When I find myself in the Montparnasse area in Paris the first thing I usually think of is crêpes, since this is the area where most of the city's Breton population settled (it seems they got off the train at Montparnasse and never left the area). I know I'll be eating a few crêpes this week as I'm on my way to the Ile de Ré, an island off the Atlantic coast near La Rochelle, for a week's holiday. So I was grateful to come across the café Le Plomb du Cantal in rue de la Gaîté, a once-seedy street near the Montparnasse tower that is now lined with theaters, cafés and cute bars like Le Tournesol.
Le Plomb du Cantal is an area in the sparsely populated Auvergne region in central France. The closest I've come to this region is the Lozère, which is just south of the Auvergne's vocanic hills and shares their rib-sticking cuisine. The people of the Lozère turn up their noses at any vividly colored vegetable, preferring to accompany each meal, winter or summer, with a mixture of mashed potato and fresh tomme cheese. This mixture comes in two forms: the smooth, famously stringy purée known as aligot and the chunkier mix called truffade.
At Le Plomb du Cantal nearly ever diner was tucking into a sausage link about half as long as my arm next to an enormous heap of truffade, like a central French take on English breakfast. I was about to order the same thing when Philippe beat me to it, and I realised that his serving would easily be big enough for both of us. I quickly switched to the frisée salad topped with about as much bacon as I would normally eat in a year, while Sam had juicy jambon au torchon - miles away from industrial ham - with skinny frites maison that tasted distinctly of animal fat, which to my mind is a good thing.
In the open kitchen the cooks tossed potato chunks and tomme in huge cast-iron skillets until they melted into a sticky mass and poured this into copper pots. The friendly waitresses then scraped the lava-like mixture onto the plates at the table. I've sometimes seen truffade cooked until it develops a crust, but here it just had nice brown bits mixed in. Surprisingly it somehow wasn't too fatty, though I still think that about once a year is the right frequency to eat this dish. Plomb, by the way, is the French word for lead, which is exactly how the truffade felt in our stomachs for a few hours afterwards (it was worth it, though).

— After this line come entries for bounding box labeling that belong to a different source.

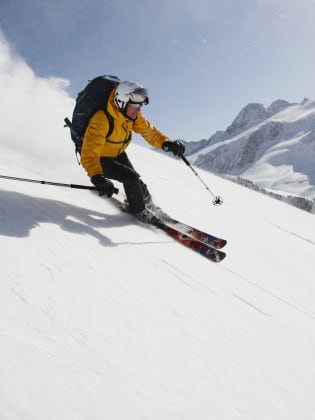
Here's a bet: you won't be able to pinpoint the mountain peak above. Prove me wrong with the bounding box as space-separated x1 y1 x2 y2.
226 103 267 134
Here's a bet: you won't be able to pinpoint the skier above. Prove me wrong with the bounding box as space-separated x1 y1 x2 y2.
81 81 185 222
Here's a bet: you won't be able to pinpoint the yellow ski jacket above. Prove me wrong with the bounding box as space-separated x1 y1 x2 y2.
81 88 169 177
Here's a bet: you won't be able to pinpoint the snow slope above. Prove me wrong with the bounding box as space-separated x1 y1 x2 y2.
187 99 315 200
0 33 315 420
0 145 315 420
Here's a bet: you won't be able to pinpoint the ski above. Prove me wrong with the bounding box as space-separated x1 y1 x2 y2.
151 220 226 262
152 207 227 249
111 197 226 262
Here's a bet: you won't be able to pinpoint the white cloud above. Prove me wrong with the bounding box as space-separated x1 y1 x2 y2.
0 33 74 179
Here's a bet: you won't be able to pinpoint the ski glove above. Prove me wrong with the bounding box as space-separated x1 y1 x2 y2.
91 174 116 198
162 140 185 157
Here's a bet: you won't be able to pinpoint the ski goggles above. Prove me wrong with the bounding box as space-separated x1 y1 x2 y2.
129 101 144 109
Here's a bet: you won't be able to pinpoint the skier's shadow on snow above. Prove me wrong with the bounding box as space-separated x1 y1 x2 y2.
0 190 131 246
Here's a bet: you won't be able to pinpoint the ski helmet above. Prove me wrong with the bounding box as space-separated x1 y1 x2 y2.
114 82 149 111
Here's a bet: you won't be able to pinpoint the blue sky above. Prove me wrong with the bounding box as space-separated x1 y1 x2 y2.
0 0 315 141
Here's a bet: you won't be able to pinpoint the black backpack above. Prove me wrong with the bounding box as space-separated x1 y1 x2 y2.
64 75 120 154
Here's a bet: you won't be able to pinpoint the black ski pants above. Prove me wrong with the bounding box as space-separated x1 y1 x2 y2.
100 152 151 213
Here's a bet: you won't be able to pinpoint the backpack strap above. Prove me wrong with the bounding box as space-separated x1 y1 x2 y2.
103 108 114 139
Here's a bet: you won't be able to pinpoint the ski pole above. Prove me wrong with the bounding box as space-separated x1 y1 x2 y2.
0 175 119 194
181 156 223 205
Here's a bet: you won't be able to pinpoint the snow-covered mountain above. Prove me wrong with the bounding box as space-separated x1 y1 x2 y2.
0 33 315 420
186 99 315 213
0 145 315 420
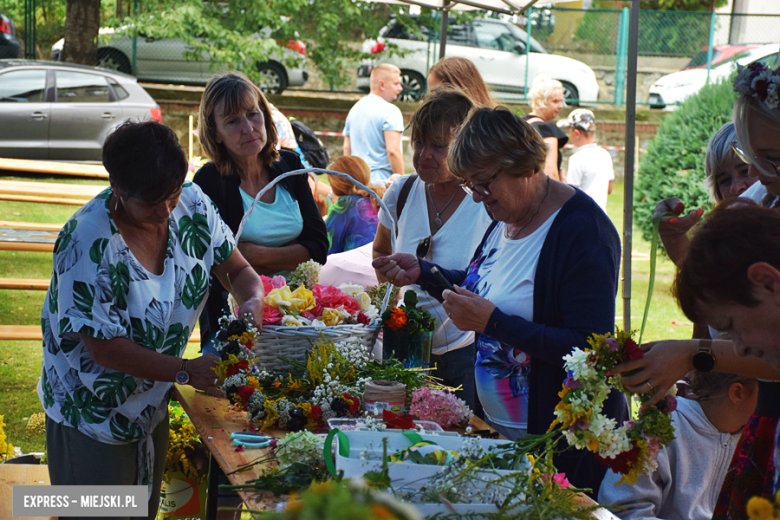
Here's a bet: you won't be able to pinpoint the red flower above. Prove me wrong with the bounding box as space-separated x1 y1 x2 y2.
263 305 284 325
623 338 645 361
311 284 360 313
341 394 360 415
225 359 249 377
382 410 415 430
595 442 640 475
238 385 255 403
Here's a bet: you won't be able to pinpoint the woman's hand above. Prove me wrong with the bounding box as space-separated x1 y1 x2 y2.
238 296 265 332
187 354 225 397
442 285 496 332
611 339 699 406
371 253 422 287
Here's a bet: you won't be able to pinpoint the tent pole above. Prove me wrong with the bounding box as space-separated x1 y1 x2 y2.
623 0 639 332
439 0 450 60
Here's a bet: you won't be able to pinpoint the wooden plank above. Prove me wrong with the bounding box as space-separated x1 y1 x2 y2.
0 194 88 206
0 464 57 520
0 325 200 344
0 220 65 232
0 278 51 291
0 159 108 179
0 180 108 199
0 241 54 253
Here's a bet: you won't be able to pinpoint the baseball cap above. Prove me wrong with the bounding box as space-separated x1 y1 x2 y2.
558 108 596 132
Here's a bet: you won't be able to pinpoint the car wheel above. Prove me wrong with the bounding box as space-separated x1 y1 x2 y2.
561 81 580 107
97 48 133 74
398 69 426 103
257 61 287 94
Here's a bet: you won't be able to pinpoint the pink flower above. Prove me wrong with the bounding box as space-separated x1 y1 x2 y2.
263 305 284 325
553 473 571 489
312 284 360 314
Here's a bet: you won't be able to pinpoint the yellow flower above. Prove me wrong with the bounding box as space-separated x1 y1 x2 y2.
265 285 293 311
289 285 317 312
320 308 344 327
747 497 774 520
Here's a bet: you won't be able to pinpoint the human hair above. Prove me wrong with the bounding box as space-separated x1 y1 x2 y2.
672 199 780 322
704 121 738 202
406 86 474 146
103 121 187 203
368 63 401 90
692 371 758 402
198 71 279 176
528 74 563 110
447 106 547 178
328 155 385 211
428 56 496 108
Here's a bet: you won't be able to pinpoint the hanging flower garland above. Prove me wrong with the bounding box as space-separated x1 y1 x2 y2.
550 330 677 485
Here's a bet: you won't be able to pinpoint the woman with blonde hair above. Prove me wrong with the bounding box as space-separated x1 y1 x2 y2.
428 56 496 107
325 155 385 255
523 74 569 182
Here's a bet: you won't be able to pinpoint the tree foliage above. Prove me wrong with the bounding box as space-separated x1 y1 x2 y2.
634 78 736 245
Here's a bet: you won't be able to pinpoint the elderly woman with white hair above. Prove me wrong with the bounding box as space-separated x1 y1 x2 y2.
523 74 569 182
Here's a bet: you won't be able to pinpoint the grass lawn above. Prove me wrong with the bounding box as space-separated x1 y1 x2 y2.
0 178 692 453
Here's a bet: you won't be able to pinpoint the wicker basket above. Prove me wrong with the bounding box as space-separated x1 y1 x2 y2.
236 168 394 370
252 324 382 371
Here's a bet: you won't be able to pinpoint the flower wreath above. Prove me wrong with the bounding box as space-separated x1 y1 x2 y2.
550 329 677 485
734 61 780 109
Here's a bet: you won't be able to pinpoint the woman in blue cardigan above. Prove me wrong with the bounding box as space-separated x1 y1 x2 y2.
374 107 627 492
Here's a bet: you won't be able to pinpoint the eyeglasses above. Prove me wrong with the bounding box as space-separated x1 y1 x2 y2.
731 143 780 177
416 235 433 258
460 170 501 197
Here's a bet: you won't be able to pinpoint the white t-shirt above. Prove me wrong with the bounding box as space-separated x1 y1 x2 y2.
344 94 404 182
567 144 615 213
464 210 560 429
379 176 491 354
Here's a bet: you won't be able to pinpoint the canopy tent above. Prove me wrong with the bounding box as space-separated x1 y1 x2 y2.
367 0 644 331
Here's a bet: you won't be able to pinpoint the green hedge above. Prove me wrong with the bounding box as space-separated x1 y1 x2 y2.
634 78 736 241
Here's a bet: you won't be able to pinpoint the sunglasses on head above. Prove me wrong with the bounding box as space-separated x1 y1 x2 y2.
731 142 780 177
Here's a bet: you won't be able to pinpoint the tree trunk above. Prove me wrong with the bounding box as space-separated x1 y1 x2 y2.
62 0 100 65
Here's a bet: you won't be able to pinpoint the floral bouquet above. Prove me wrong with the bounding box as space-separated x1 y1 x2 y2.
382 290 436 368
550 330 677 485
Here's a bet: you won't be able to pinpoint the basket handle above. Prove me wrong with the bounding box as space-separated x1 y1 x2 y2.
236 168 398 316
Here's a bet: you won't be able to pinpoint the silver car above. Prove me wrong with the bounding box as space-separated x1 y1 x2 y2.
0 60 162 161
51 28 309 94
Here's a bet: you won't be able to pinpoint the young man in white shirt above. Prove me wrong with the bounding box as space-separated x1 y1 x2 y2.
343 63 404 182
558 108 615 212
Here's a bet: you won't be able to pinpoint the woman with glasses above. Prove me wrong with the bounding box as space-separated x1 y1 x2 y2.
373 87 490 408
374 107 626 492
615 63 780 520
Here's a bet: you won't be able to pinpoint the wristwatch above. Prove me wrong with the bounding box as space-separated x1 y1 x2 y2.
176 359 190 385
693 339 715 372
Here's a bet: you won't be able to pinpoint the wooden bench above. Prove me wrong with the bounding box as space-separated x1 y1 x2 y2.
0 325 200 344
0 464 57 520
0 159 108 179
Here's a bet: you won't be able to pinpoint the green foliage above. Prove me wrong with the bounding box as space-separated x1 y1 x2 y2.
634 78 736 245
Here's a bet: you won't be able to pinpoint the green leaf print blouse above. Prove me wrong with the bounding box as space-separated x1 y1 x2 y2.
38 182 235 488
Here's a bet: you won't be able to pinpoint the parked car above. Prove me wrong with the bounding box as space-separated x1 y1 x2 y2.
0 13 22 59
51 28 309 94
0 60 162 161
680 44 757 70
357 18 599 104
647 43 779 110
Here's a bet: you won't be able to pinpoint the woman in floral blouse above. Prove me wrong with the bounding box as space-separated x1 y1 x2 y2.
38 122 263 518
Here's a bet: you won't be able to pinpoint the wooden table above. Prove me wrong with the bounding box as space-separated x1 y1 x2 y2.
0 464 57 520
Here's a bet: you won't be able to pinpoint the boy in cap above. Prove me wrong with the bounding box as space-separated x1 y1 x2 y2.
558 108 615 212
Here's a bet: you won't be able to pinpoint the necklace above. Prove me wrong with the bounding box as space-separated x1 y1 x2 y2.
426 184 458 229
504 177 550 240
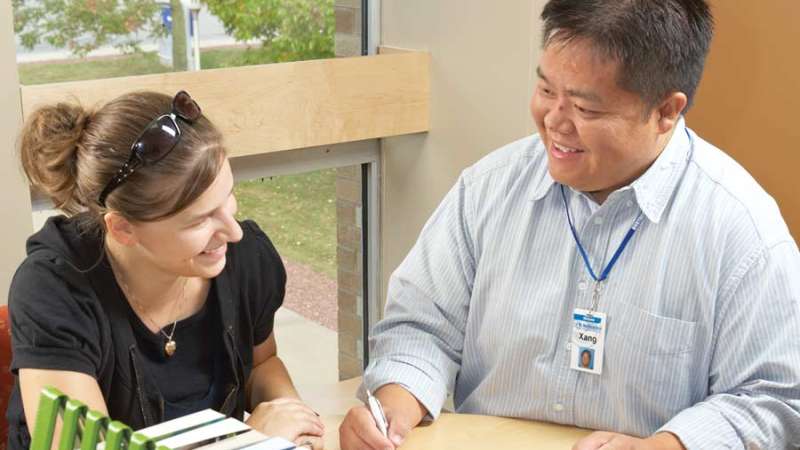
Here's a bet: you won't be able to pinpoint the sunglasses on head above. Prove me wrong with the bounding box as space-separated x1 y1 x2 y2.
98 91 202 207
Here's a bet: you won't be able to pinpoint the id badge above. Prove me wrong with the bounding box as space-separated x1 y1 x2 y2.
569 308 606 375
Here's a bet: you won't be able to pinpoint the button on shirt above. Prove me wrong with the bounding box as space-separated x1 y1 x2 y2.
365 120 800 449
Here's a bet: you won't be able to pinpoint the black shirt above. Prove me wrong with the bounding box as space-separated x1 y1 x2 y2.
6 216 286 449
129 281 223 420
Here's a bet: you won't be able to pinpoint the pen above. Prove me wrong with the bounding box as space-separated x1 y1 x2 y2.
366 389 389 438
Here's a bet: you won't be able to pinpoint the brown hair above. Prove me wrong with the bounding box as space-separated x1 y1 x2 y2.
19 91 226 229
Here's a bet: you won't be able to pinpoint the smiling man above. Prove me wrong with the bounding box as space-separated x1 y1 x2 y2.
340 0 800 450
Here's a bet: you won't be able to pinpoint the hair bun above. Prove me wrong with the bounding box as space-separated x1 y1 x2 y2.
19 103 91 214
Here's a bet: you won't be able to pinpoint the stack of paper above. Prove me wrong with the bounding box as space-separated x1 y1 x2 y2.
134 409 295 450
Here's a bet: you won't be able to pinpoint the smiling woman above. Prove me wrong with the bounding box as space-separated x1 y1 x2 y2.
8 91 322 448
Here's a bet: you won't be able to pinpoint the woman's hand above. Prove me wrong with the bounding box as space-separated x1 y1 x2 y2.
247 398 325 442
294 434 325 450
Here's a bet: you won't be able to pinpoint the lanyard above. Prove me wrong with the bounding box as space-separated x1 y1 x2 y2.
561 184 644 311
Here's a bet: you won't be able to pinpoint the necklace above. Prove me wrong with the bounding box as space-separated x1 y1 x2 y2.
118 266 189 357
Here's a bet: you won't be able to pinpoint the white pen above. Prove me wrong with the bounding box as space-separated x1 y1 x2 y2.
366 389 389 438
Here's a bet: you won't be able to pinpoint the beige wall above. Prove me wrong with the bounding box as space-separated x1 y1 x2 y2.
687 0 800 240
0 2 33 304
381 0 545 302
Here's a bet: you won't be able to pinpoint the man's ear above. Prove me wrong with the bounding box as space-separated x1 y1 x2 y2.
656 91 688 134
103 211 137 247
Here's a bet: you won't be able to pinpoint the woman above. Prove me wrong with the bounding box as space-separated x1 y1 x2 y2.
7 91 323 449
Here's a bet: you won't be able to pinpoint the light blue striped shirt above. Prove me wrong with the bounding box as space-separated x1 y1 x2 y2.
365 120 800 449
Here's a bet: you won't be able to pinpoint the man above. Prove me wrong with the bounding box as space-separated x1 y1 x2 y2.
340 0 800 450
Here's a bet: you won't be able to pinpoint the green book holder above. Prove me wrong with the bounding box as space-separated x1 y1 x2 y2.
31 386 156 450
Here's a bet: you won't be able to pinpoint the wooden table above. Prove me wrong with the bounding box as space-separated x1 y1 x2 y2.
303 378 591 450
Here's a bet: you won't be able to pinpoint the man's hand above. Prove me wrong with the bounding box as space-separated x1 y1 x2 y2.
339 384 427 450
572 431 686 450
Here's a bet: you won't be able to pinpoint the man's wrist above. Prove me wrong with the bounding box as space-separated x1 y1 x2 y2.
645 431 686 450
375 384 428 428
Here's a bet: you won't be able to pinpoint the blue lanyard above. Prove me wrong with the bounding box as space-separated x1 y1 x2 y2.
561 184 644 284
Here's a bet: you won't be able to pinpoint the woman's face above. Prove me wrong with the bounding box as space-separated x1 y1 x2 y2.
133 158 242 278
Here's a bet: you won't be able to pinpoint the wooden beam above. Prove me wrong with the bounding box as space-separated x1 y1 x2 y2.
21 52 430 156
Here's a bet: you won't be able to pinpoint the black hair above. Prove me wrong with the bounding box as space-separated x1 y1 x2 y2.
541 0 714 111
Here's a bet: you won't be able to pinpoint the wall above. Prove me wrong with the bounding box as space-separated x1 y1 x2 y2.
0 2 33 304
687 0 800 240
381 0 545 302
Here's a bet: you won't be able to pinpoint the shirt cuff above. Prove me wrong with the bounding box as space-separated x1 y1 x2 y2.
656 403 744 450
364 359 447 419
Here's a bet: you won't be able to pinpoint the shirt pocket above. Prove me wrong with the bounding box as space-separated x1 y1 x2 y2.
606 302 697 356
603 302 700 428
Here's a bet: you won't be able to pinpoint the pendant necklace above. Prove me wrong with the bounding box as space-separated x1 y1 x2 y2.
118 262 188 357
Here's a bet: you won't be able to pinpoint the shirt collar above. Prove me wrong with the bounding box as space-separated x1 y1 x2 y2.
532 117 692 223
531 139 556 201
631 117 692 223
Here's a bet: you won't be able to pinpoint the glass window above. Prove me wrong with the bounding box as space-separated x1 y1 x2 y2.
12 0 336 85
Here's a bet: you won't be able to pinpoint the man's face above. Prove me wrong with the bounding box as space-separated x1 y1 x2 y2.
531 40 664 202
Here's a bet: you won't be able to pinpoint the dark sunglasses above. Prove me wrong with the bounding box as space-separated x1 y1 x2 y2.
98 91 202 207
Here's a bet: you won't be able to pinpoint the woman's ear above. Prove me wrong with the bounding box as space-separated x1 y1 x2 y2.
103 211 137 247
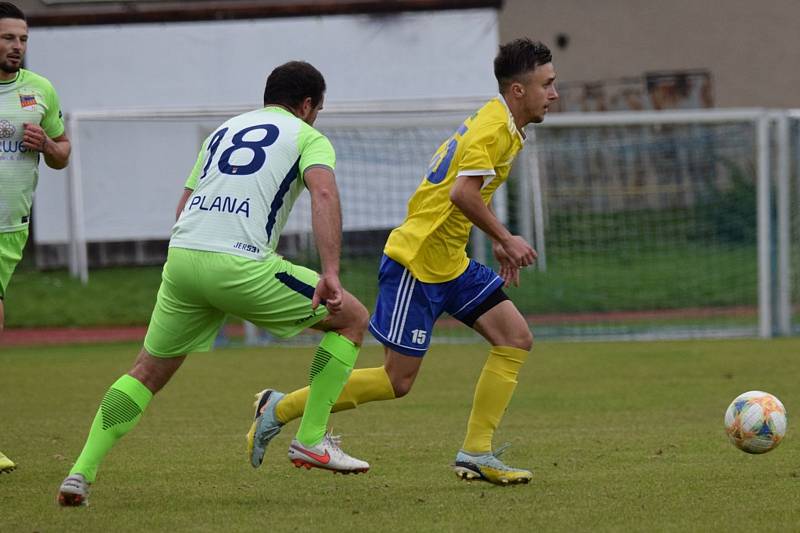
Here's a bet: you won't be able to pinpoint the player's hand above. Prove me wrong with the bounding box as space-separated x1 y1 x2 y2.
492 242 519 287
311 274 344 315
22 122 50 152
500 235 537 268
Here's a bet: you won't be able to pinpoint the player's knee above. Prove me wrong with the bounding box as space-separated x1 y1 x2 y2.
508 328 533 351
389 376 414 398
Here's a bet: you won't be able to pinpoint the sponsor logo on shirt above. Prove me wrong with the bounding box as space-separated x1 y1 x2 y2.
0 119 17 139
0 119 28 157
19 93 36 108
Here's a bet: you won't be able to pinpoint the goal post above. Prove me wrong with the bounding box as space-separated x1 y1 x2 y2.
57 102 800 339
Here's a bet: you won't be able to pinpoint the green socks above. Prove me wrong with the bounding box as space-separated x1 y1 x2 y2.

Much later that day, I had recovered enough to treat myself to just one crêpe from my favorite stand on boulevard Montparnasse, Chez Alberto. My only mistake was to eat it at a table inside, which spoils the fun of licking the Nutella off your fingers as it drips out of the hot crêpe. Maybe crêpes were never meant to be eaten with a knife and fork.
Note: Truffade doesn't photograph well, especially once it's out of the copper pot and on the plate. I snuck into the kitchen to capture it in its pot, but later realized that I had snapped aligot instead of truffade.